Para as pessoas que gostam de tipografia, mas também se interessam pela forma com o cérebro processa a leitura dos textos, aí vai um resumo de 3 capítulos do livro “Compreendendo a leitura”, do Frank Smith. É leitura OBRIGATÓRIA para quem estuda tipografia a fundo. O texto foi resumido em 2008 pelo aluno Gabriel Jacobi, para a disciplina de Tipografia, na UFPR.

Capítulo 4: Entre os olhos e o cérebro

Nessa primeira parte, o autor discorre sobre os processos fisiológicos da percepção e como isso influencia na nossa forma de ler. A primeira distinção importante a ser feita é a dos elementos necessários para que a leitura ocorra: os visuais e os não-visuais. Os visuais são os aspectos “físicos” como uma iluminação apropriada, letras impressas (ou projetadas) e até mesmo os óculos. Já os aspectos não-visuais são aqueles que carregamos em nossa mente, como o domínio do idioma e o domínio do assunto abordado. Quanto mais informação não-visual possuímos, menos necessária é a informação visual. Por isso crianças e leitores inexperientes têm dificuldades com a leitura: seu repertório muitas vezes é limitado, tornando a compreensão lenta, ou até mesmo impossível. É preciso que haja uma combinação entre os elementos visuais e não-visuais para que ocorra uma interação entre o leitor e o texto.

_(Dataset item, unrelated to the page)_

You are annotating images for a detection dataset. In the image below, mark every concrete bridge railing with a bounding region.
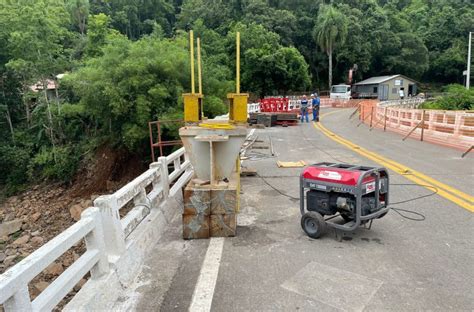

Muitos de nós pensamos que a visão ocorre de uma forma automática: os olhos são literalmente janelas para o mundo. Na verdade a visão é uma ilusão que o cérebro produz, uma sensação de que estamos vendo. O que vemos na verdade não é a realidade e sim uma parte dela. Grande parte é “completada” por informações que já temos armazenadas no nosso cérebro. O que vemos também não fica muito tempo em nosso cérebro: ela permanece apenas por alguns milésimos de segundos num local chamado armazenamento sensorial. Se a troca de imagens ocorre de uma forma muito rápida, um fenômeno chamado mascaramento ocorre, onde a informação anterior é apagada pela posterior. Outra ilusão que temos é a que os nossos olhos sempre olham de forma fixa para os objetos. Involuntariamente nossos olhos estão sempre vibrando. Isso acontece para que diferentes células receptoras focalizem um mesmo objeto, reduzindo o esforço da retina. De fato, se anularmos esse efeito, toda a nossa percepção é prejudicada e o objeto começa a perder suas características diante de nós.

Porém o movimento do olho que realmente importa para a leitura é o que o autor chama de “movimento sacádico” Esse movimento é a forma como analisamos amostras ao nosso redor. Seja percorrendo as expressões de um rosto, seja percorrendo as linhas de um texto. Para a maioria dos ocidentais, esse movimento ocorre da esquerda para a direita e de cima para baixo. Quando fazemos uma pausa, chamamos esse momento de fixação. É durante a fixação que absorvemos as informações de um texto. Outro movimento que todos os leitores, experientes e inexperientes, fazem é o chamado de regressão: quando os olhos correm em direção contrária ao texto impresso. Tanto o número de fixações quanto o número de regressões pode diferenciar um leitor iniciante de um leitor mais fluente, este último precisa de um número bem mais reduzido desses movimentos. Porém, mesmo um leitor experiente pode ter dificuldades. Digamos que ele está lendo um texto de um idioma em que ele pouco domina: seu número de fixações e regressões será semelhante ao de um leitor notívago.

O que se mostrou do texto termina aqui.